A few days later, my husband came home from an afternoon outing pale-faced and handing me something with shaking hands. That something was a check. A check from a local church, not our church mind you, a church that had, when he showed up out of the blue and shared with the pastor the struggle we were having coming to unity on this call to missions, offered from that moment forward to support us for the full amount of our living and travel expenses each month. Clearly, God had taken advantage of the opportunity I had given Him and I could not go back from there.
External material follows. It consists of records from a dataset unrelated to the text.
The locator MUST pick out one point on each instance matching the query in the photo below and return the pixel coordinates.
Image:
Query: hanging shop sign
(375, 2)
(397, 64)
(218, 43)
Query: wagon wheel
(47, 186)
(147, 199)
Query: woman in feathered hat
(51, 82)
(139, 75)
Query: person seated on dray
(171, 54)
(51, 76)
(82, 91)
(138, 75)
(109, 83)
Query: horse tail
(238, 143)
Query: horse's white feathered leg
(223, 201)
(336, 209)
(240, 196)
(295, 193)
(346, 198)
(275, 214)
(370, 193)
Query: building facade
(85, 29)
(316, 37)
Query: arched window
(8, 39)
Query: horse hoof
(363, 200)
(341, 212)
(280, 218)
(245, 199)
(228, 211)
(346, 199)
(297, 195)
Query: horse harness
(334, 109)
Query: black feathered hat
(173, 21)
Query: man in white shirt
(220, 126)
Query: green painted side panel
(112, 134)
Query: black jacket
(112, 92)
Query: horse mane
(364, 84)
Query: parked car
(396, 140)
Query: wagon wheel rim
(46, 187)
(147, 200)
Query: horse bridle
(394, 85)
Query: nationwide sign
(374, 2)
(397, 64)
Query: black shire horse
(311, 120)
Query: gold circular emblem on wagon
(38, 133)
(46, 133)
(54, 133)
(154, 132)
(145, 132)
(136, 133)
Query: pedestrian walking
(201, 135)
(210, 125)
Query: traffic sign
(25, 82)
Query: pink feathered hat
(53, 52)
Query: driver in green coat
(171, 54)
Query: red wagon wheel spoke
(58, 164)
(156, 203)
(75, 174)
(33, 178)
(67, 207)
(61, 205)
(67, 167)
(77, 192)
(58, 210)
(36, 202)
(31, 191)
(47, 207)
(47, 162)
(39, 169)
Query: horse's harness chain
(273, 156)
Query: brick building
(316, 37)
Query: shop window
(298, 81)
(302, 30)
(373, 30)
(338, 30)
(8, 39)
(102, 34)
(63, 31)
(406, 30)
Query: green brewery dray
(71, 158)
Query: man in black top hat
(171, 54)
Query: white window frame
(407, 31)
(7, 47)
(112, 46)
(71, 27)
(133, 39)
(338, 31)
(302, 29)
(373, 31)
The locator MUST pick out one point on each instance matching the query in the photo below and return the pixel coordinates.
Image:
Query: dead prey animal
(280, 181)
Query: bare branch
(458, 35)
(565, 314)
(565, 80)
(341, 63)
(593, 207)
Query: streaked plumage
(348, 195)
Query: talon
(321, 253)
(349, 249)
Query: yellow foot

A few short months later I stepped off a plane with my husband and children to re-embrace my role as missionary wife and mother. We have now been living and working in remote communities and the indigenous reserve of Costa Rica’s Chirripo mountains for nearly a year. I cannot possibly describe the myriad ways the Lord has used this time to heal my heart, free my spirit and remind me who I really am. Yes, I am a grieving, hurting mom (incidentally, I miscarried again just four days before our departure), but I am so, so much more. And much of what I am is good, is joyful, is purposeful and valuable to the Kingdom. He wanted to open my eyes to that again, to give me the strength to walk in that again. All He needed was my weak, wavering little “yes”, a crack in the armor I had built around my heart, to let His light shine through.
Now, I spend my days savoring the chaos that is life with five boys, walking in unity of purpose with my husband, and caring for the least of these. My porch is full of students and friends, families in need of material help and women just in need of a kind and encouraging word. I go out to the orphans and share His love. We feed the hungry and build chapels for the poor. We bring the Gospel to an indigenous people who have not yet fully accepted Christ. And my life is full, and blessed, and abundantly beautiful. And every day I thank Him.
I thank Him for knowing my heart better than I did, for knowing the road to healing better than I did, for knowing that a humble and broken and scared missionary may end up finding her way to true joy in the midst of it all. Yes, this life is hard sometimes. And, yes, I still hurt sometimes. But what I know now more than ever, is that God wants to use all that. He wants to use all of us, all of each and every one of us. The broken and ugly parts as well as the beautiful, shiny parts. He wants to use us to tell a story, His story. A story of love and mercy and redemption, of a God who stoops right into the brokenness, tenderly cups a sinner’s heart, and leads her to true joy. Maybe He wants us to tell it right where we are and maybe we wants to bring us to a dot on the globe somewhere to tell it. What matters most is that we do. That we tell that story and sing it from the rooftops, because it is in this that we know our true purpose and true joy. It is in this that all men shall come to bend the knee. When the broken and the beautiful children of God go out and stand together as one, His glory will shine. I am privileged to stand beside my brothers and sisters here in Costa Rica. Honored and grateful, so very grateful.
My blog: From The Field
Thank you so much for sharing your journey.
Thanks so much for letting me share my heart in your space Kari!